File Security Storage provides easy deployment using AWS CloudFormation to integrate automated scanning of files as you upload them into your storage and effortlessly detect all types of malware including viruses, trojans, spyware, and more.
Note
Note
The first time you time deploy a File Security Storage stack, it, by default, monitors all the S3 buckets in which EventBridge is on. When you add or remove the monitoring buckets, File Security Storage stores the list of monitoring buckets in the config. File Security Storage scans buckets based on the config. (This behavior is for backward compatibility.
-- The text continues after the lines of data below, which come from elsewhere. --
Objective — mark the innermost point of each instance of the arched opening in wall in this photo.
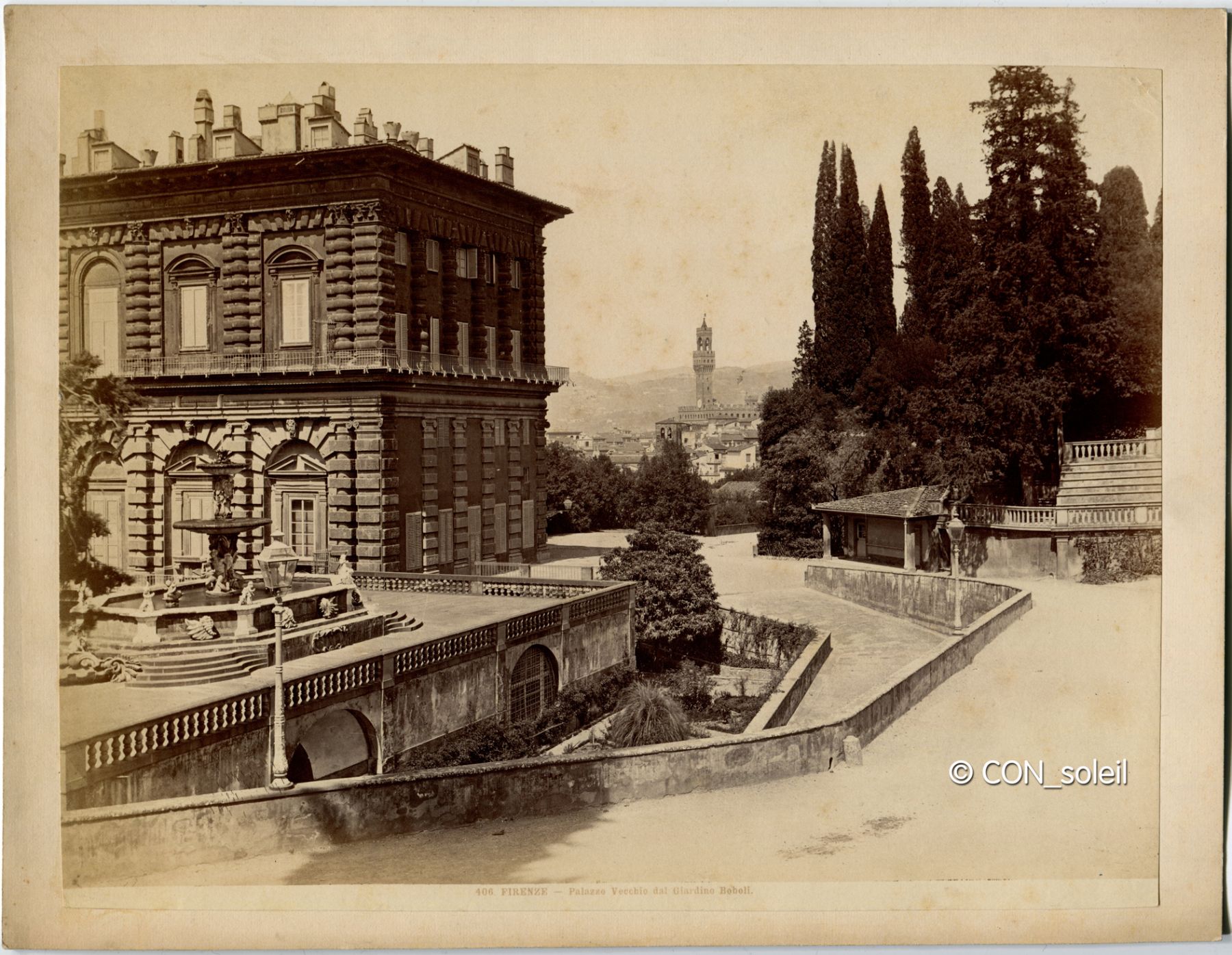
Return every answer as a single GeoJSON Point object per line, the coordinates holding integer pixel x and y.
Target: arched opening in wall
{"type": "Point", "coordinates": [297, 489]}
{"type": "Point", "coordinates": [340, 744]}
{"type": "Point", "coordinates": [105, 496]}
{"type": "Point", "coordinates": [188, 491]}
{"type": "Point", "coordinates": [100, 309]}
{"type": "Point", "coordinates": [534, 685]}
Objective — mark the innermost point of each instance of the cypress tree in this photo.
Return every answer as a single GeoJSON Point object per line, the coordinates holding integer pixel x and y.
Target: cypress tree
{"type": "Point", "coordinates": [917, 231]}
{"type": "Point", "coordinates": [881, 275]}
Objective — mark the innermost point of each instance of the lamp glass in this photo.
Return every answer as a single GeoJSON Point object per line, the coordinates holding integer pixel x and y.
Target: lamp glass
{"type": "Point", "coordinates": [277, 563]}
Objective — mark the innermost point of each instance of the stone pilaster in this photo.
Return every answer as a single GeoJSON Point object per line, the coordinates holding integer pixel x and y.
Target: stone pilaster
{"type": "Point", "coordinates": [137, 289]}
{"type": "Point", "coordinates": [339, 277]}
{"type": "Point", "coordinates": [374, 285]}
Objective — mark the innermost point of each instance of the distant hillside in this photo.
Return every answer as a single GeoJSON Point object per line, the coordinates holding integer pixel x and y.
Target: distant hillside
{"type": "Point", "coordinates": [636, 402]}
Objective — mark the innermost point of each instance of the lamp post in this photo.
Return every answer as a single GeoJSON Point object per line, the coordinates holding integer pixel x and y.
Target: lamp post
{"type": "Point", "coordinates": [277, 563]}
{"type": "Point", "coordinates": [954, 528]}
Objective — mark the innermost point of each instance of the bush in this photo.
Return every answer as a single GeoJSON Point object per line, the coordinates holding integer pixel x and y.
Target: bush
{"type": "Point", "coordinates": [693, 685]}
{"type": "Point", "coordinates": [1114, 558]}
{"type": "Point", "coordinates": [648, 716]}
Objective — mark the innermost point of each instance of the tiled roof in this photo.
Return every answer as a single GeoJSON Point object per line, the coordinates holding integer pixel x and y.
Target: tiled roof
{"type": "Point", "coordinates": [923, 501]}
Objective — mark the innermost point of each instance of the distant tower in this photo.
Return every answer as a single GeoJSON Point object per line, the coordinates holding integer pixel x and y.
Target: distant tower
{"type": "Point", "coordinates": [704, 366]}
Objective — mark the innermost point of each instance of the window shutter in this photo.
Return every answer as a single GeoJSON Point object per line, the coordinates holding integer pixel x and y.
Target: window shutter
{"type": "Point", "coordinates": [295, 312]}
{"type": "Point", "coordinates": [445, 537]}
{"type": "Point", "coordinates": [414, 542]}
{"type": "Point", "coordinates": [502, 522]}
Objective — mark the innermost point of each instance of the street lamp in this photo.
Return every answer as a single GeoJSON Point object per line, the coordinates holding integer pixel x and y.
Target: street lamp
{"type": "Point", "coordinates": [954, 528]}
{"type": "Point", "coordinates": [277, 563]}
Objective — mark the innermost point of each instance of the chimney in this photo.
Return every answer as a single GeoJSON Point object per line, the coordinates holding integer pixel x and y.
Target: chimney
{"type": "Point", "coordinates": [504, 168]}
{"type": "Point", "coordinates": [203, 116]}
{"type": "Point", "coordinates": [365, 131]}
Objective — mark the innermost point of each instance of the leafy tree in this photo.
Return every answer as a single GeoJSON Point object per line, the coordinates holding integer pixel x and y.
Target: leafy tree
{"type": "Point", "coordinates": [668, 490]}
{"type": "Point", "coordinates": [92, 415]}
{"type": "Point", "coordinates": [917, 231]}
{"type": "Point", "coordinates": [676, 616]}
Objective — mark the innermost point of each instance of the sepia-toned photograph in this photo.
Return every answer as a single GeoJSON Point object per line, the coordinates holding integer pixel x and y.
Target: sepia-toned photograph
{"type": "Point", "coordinates": [615, 488]}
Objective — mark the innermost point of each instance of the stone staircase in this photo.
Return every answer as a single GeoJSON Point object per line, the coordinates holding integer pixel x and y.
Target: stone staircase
{"type": "Point", "coordinates": [1113, 477]}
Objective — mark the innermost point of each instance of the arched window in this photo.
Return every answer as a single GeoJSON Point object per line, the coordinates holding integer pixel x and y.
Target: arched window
{"type": "Point", "coordinates": [101, 328]}
{"type": "Point", "coordinates": [192, 304]}
{"type": "Point", "coordinates": [292, 300]}
{"type": "Point", "coordinates": [297, 479]}
{"type": "Point", "coordinates": [105, 496]}
{"type": "Point", "coordinates": [532, 685]}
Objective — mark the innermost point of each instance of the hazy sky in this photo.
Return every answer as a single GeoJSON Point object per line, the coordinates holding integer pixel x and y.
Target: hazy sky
{"type": "Point", "coordinates": [691, 186]}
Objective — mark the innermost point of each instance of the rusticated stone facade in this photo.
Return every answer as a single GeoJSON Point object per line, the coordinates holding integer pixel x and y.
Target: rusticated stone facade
{"type": "Point", "coordinates": [320, 343]}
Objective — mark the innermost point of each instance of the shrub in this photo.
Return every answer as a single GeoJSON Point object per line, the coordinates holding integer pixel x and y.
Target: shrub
{"type": "Point", "coordinates": [650, 716]}
{"type": "Point", "coordinates": [1114, 558]}
{"type": "Point", "coordinates": [693, 685]}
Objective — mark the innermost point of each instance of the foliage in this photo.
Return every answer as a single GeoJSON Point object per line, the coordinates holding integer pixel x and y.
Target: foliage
{"type": "Point", "coordinates": [650, 716]}
{"type": "Point", "coordinates": [1114, 558]}
{"type": "Point", "coordinates": [92, 415]}
{"type": "Point", "coordinates": [764, 642]}
{"type": "Point", "coordinates": [585, 494]}
{"type": "Point", "coordinates": [676, 616]}
{"type": "Point", "coordinates": [668, 491]}
{"type": "Point", "coordinates": [693, 685]}
{"type": "Point", "coordinates": [579, 704]}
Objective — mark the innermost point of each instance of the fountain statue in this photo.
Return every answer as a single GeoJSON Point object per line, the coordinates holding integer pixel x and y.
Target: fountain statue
{"type": "Point", "coordinates": [223, 529]}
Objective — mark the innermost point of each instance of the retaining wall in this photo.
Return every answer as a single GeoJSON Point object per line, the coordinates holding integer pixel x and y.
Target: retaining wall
{"type": "Point", "coordinates": [118, 842]}
{"type": "Point", "coordinates": [925, 599]}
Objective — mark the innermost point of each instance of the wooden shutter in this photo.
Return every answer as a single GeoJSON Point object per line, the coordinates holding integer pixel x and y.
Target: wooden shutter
{"type": "Point", "coordinates": [445, 537]}
{"type": "Point", "coordinates": [502, 527]}
{"type": "Point", "coordinates": [414, 542]}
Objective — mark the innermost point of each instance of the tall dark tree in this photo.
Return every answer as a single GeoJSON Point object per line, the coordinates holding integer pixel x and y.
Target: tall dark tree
{"type": "Point", "coordinates": [1129, 259]}
{"type": "Point", "coordinates": [848, 319]}
{"type": "Point", "coordinates": [825, 213]}
{"type": "Point", "coordinates": [881, 275]}
{"type": "Point", "coordinates": [1036, 330]}
{"type": "Point", "coordinates": [917, 231]}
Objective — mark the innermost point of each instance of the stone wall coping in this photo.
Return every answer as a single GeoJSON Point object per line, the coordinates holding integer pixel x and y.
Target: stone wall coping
{"type": "Point", "coordinates": [513, 766]}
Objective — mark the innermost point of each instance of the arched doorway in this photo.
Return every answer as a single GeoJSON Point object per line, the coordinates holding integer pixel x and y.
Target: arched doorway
{"type": "Point", "coordinates": [532, 685]}
{"type": "Point", "coordinates": [340, 744]}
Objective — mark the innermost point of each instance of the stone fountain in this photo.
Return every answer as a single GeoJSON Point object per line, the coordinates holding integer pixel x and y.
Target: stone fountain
{"type": "Point", "coordinates": [223, 529]}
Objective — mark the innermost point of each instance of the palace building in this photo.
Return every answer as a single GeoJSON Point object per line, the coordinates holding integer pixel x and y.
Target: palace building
{"type": "Point", "coordinates": [359, 323]}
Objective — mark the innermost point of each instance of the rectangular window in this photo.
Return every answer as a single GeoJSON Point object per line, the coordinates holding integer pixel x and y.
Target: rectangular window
{"type": "Point", "coordinates": [414, 543]}
{"type": "Point", "coordinates": [295, 311]}
{"type": "Point", "coordinates": [302, 531]}
{"type": "Point", "coordinates": [194, 322]}
{"type": "Point", "coordinates": [445, 538]}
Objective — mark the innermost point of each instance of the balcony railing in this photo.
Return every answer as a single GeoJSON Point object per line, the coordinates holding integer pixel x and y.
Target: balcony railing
{"type": "Point", "coordinates": [1090, 452]}
{"type": "Point", "coordinates": [360, 360]}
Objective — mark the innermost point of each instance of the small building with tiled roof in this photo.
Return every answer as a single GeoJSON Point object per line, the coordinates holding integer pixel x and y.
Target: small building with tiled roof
{"type": "Point", "coordinates": [891, 527]}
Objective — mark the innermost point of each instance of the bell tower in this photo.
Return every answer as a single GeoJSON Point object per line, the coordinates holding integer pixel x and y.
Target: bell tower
{"type": "Point", "coordinates": [704, 366]}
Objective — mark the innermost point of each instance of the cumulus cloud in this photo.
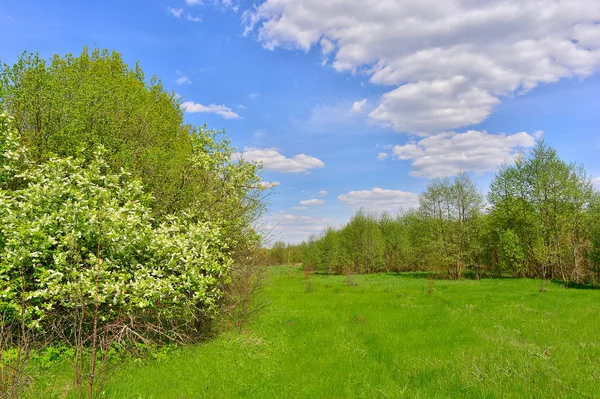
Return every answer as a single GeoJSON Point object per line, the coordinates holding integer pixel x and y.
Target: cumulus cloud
{"type": "Point", "coordinates": [179, 12]}
{"type": "Point", "coordinates": [192, 18]}
{"type": "Point", "coordinates": [182, 79]}
{"type": "Point", "coordinates": [225, 112]}
{"type": "Point", "coordinates": [380, 200]}
{"type": "Point", "coordinates": [447, 153]}
{"type": "Point", "coordinates": [314, 201]}
{"type": "Point", "coordinates": [293, 228]}
{"type": "Point", "coordinates": [268, 184]}
{"type": "Point", "coordinates": [447, 63]}
{"type": "Point", "coordinates": [272, 159]}
{"type": "Point", "coordinates": [259, 134]}
{"type": "Point", "coordinates": [176, 12]}
{"type": "Point", "coordinates": [357, 106]}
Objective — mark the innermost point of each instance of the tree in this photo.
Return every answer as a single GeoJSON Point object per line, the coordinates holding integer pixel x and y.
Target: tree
{"type": "Point", "coordinates": [545, 202]}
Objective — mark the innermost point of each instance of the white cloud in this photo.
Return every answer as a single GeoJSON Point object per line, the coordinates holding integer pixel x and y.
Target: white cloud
{"type": "Point", "coordinates": [357, 106]}
{"type": "Point", "coordinates": [268, 184]}
{"type": "Point", "coordinates": [192, 18]}
{"type": "Point", "coordinates": [380, 200]}
{"type": "Point", "coordinates": [382, 156]}
{"type": "Point", "coordinates": [448, 63]}
{"type": "Point", "coordinates": [272, 159]}
{"type": "Point", "coordinates": [225, 112]}
{"type": "Point", "coordinates": [447, 153]}
{"type": "Point", "coordinates": [182, 79]}
{"type": "Point", "coordinates": [179, 12]}
{"type": "Point", "coordinates": [176, 12]}
{"type": "Point", "coordinates": [313, 201]}
{"type": "Point", "coordinates": [293, 228]}
{"type": "Point", "coordinates": [259, 134]}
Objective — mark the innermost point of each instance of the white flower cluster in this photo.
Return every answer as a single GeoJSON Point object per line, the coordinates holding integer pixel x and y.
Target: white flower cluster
{"type": "Point", "coordinates": [74, 234]}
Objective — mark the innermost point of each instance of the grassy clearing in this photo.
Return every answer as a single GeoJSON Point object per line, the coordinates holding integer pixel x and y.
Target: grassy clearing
{"type": "Point", "coordinates": [387, 337]}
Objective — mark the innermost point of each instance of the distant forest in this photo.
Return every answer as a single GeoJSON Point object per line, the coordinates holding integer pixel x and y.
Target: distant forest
{"type": "Point", "coordinates": [541, 219]}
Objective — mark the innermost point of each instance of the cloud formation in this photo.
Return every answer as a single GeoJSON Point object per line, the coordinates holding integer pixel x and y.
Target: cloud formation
{"type": "Point", "coordinates": [223, 111]}
{"type": "Point", "coordinates": [447, 63]}
{"type": "Point", "coordinates": [447, 153]}
{"type": "Point", "coordinates": [314, 201]}
{"type": "Point", "coordinates": [379, 200]}
{"type": "Point", "coordinates": [357, 106]}
{"type": "Point", "coordinates": [268, 184]}
{"type": "Point", "coordinates": [272, 159]}
{"type": "Point", "coordinates": [293, 228]}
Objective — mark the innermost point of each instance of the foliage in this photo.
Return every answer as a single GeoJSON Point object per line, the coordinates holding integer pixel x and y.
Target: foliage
{"type": "Point", "coordinates": [76, 229]}
{"type": "Point", "coordinates": [385, 337]}
{"type": "Point", "coordinates": [70, 105]}
{"type": "Point", "coordinates": [541, 220]}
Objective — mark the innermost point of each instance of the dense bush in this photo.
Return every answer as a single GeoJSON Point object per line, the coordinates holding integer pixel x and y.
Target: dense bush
{"type": "Point", "coordinates": [72, 104]}
{"type": "Point", "coordinates": [540, 220]}
{"type": "Point", "coordinates": [77, 236]}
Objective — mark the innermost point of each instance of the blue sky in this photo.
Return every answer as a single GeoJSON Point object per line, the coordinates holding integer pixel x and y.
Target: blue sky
{"type": "Point", "coordinates": [352, 103]}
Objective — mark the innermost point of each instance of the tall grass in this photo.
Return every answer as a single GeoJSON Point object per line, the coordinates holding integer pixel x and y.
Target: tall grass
{"type": "Point", "coordinates": [387, 335]}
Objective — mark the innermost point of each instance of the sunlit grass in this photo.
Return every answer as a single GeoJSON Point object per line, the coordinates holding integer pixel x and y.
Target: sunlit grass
{"type": "Point", "coordinates": [387, 336]}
When you upgrade the old File Security Storage template (in which monitoring bucket is simply based on EventBridge on) to the enhanced version (in which monitoring buckets is based on customer’s choice in the console), you are protected without having to re-configure the monitoring bucket.
  • Before stack version 1.2.0, you need to turn on or turn off EventBridge to control whether the scanning is enable or not.
  • In stack versions 1.2.0 or greater, File Security Storage creates an S3 configuration bucket in your environment. it uses the information in this configuration bucket to determine whether to scan a specific bucket. Every time you turn on scanning, File Security Storage enables EventBridge. However, if you turn off scanning, File Security Storage does not disable EventBridge, but rather saves the current scanning status in the configuration bucket.
  • If you already have installed an enhanced version and update the template for new features, the config of the monitoring bucket remains, so you will still be protected by the previous monitoring settings. If, however, you remove the existing stack and then re-install a new stack instead of updating the stack, File Security Storage considers this a new installation, and you lose the previous settings.
When you add a bucket to your CloudFormation template, it does not immediately appear in the File Security Inventory. The Inventory is updated when Trend Vision One carries out its scheduled asset sync. This occurs every hour for licensed Trend Vision One users and once per day for non-licensed users. To have the bucket added in real-time, you can enable Real-Time Posture Monitoring.
To deploy File Security Storage to an existing Trend Vision One AWS account.

Procedure

  1. Go to Cloud SecurityCloud AccountsAWS.
  2. Click the name of your existing AWS account in the list.
    The Cloud Account Settings drawer opens.
  3. Click the Stack Update tab.
  4. For Select Features list, scroll down and enable File Security Storage.
  5. Open the File Security Storage drop-down.
  6. From the Deployment list, select at least one region.
    This is the region where you deploy the File Security Scanner.
  7. Click Copy S3 URL.
  8. In a new browser tab, log in to your AWS account.
  9. In AWS CloudFormation, use the stack name to locate the stack:
    Stack Name: Trend-Vision-One-Cloud-Account-Management
  10. Click Update.
  11. Select Replace current template and paste the copied S3 URL.
  12. Scroll down to the File Storage Security section, and provide the following parameters:
    1. For FileSecurityStorageKMSKeyARNsForBucketSSE, provide a comma-separated list of ARNs for the KMS master keys used to encrypt S3 bucket objects. Leave this field blank if you have not enabled SSE-KMS for the S3 buckets.
    2. For FileSecurityStorageObjectCreatedEventFilter, provide a JSON string of the event pattern to filter the object-created event.
    3. For FileSecurityStorageScannerEphemeralStorage, provide the size, in MBs, of the scanner Lambda function's temp directory.
    4. For FileSecurityStorageQuarantineBucket, enter the bucket in which you want to quarantine malicious files. By default this parameter is global, but you can make it by-region or a combination of both global and by-region. For more information, see Add by-region quarantine and promote buckets in single accounts. Leave this field blank to disable quarantining.
    5. For FileStorageSecurityCleanBucket, enter the bucket in which you want to promote clean files after scanning. By default this parameter is global, but you can make it by-region or a combination of both global and by-region. For more information, see Add by-region quarantine and promote buckets in single accounts. Leave this field blank to disable promoting clean files.
    6. For FileSecurityStorageFailureBucket, enter the bucket in which you want to isolate files who were unable to be scanned. You must specify if you want the parameter to be global or by-region. For more information, see Add a failed scan bucket.
    7. For FileSecurityStorageScanResultTagFormat, enter the format of the scan results tagged on the scanned object.
    8. For SyncBucketsEventBridge, select "true" to sync EventBridge settings.\ for default monitoring of the buckets. Note that if you are updtaing a stack, you need to download template every time using the cloud account management console and going to AWS CloudFormation console to update the template with “Replacing existing template” options.
  13. Scroll to the bottom of the Quick create stack screen, select the acknowledgment options, and click Create stack.
  14. In the Trend Vision One console, click Save Change.

What to do next

Now you need to enable the scanner for the buckets in each region that you enabled in your template. Only buckets whose EventBridge has been enabled in the File Security Storage console are scanned. Buckets whose EventBridge was enabled in the AWS console are not scanned.